Il postino non suona più due volte. Anzi non suona affatto, da quando ha iniziato a bussare alle porte di casa due, massimo tre volte la settimana, effetto diretto dell’ultima «riorganizzazione» di Poste Italiane. Nel nuovo piano strategico, l’azienda ha deciso di allargare all’intera penisola il progetto sperimentale di consegna di lettere, cartoline e bollette a giorni alterni. E se la corrispondenza classica si è ridotta, le bollette e le tasse comunali, come quella sui rifiuti, continuano ad arrivare per posta. Risultato: caos nei centri di smistamento, e proteste dei sindaci e degli utenti, specialmente nei paesi più piccoli e nelle zone più lontane dai capoluoghi.

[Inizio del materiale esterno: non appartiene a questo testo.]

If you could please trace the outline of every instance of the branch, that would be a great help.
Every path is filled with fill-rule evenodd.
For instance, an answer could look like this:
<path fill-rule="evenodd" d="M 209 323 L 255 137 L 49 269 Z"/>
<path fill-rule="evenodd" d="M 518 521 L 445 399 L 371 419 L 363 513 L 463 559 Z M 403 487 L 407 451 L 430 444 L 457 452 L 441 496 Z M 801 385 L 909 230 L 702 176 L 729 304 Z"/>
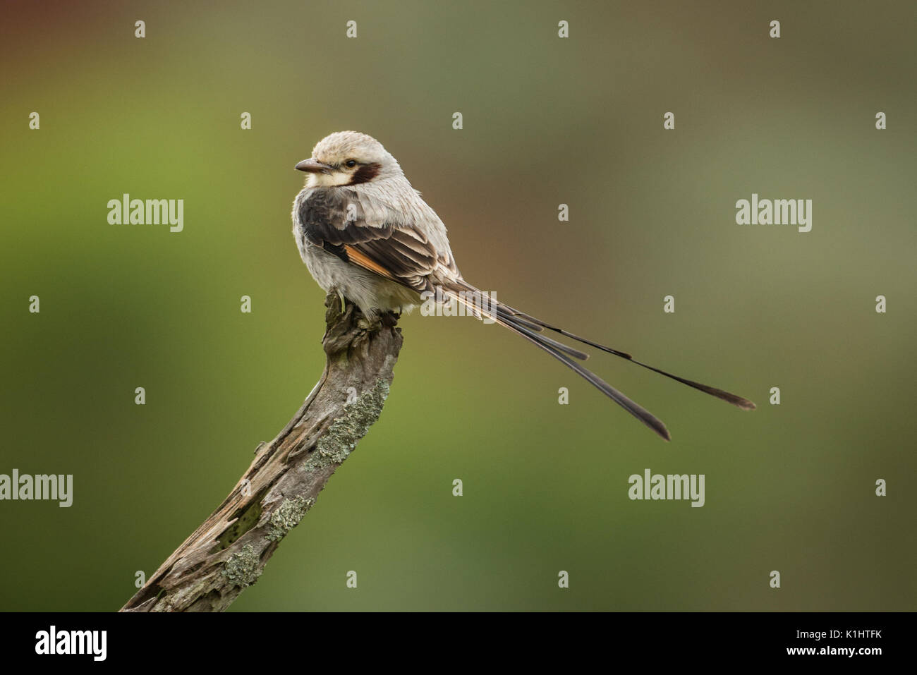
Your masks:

Se può essere di consolazione, la posta non ordinaria, dalle raccomandate ai pacchi, sarà ancora consegnata quotidianamente. Insomma le multe e il milione di cose in vendita sulle piattaforme dell’e-commerce non devono aspettare. Quanto al resto però, comprese le pubblicazioni periodiche come i quotidiani, il piano industriale di Poste Italiane è chiaro.
Il problema è che ad essere tagliato non sarà solo il servizio, ma anche i postini. A riprova, nei cinque anni di applicazione del piano industriale (Deliver 2022), sono previsti 25mila addetti in uscita, a fronte di sole 10mila assunzioni, in maggioranza per i settori finanziari e assicurativi. In altre parole 15mila lavoratori in meno, con prepensionamenti e accordi volontari per la mobilità. Dagli attuali 138mila dipendenti, nel 2022 il personale scenderà a quota 123mila.

Il management aziendale si è attrezzato per raggiungere un accordo con i sindacati confederali. Non ha però fatto i conti con la reazione dei sindacati di base, e in parallelo con la levata di scudi di molti enti locali, pressati dai loro concittadini. Con prese di posizione su giornali e tv, basate su una efficace considerazione: «La progressiva dematerializzazione delle comunicazioni non significa che si debba dematerializzare anche il servizio di recapito di ciò che circola in cartaceo».

C’è anche chi ha pensato di ricorrere alle carte bollate. Secondo i sindaci, la consegna della posta deve essere considerata un servizio pubblico, e quindi non ne può essere interrotta la continuità. Parola dunque ai giudici amministrativi, che in passato – vedi le sentenze del Consiglio di Stato in materia – non sono mai stato teneri di fronte a riorganizzazioni del genere.

Dal canto loro, i postini sono in fibrillazione. «Non abbiamo avuto la possibilità di spiegare il nostro punto di vista su una riorganizzazione così importante – spiega Edoardo Todaro dei Cobas Poste – non sono state fatte assemblee né incontri specifici, quindi la nostra contrarietà è sia sul merito della riorganizzazione che sul metodo usato». Nell’area fiorentina i Cobas hanno organizzato una raccolta firme, e pensano a una giornata di sciopero. «Certo non siamo di fronte a licenziamenti – specifica Todaro – ma questa è la settima riorganizzazione in dieci anni». Riorganizzazione che si ripercuote sulla vita dei postini: «I portalettere di solito lavoravano al mattino, mentre adesso i turni saranno anche di pomeriggio, per la consegna dei pacchi. Questo significa dover riorganizzare anche la propria vita. E ci sarà molto da fare il sabato, per consegnare i pacchi nel fine settimana, come richiesto dai clienti. E abbiamo già la certezza che, con la riorganizzazione, i contratti a tempo determinato per i postini non saranno riconfermati».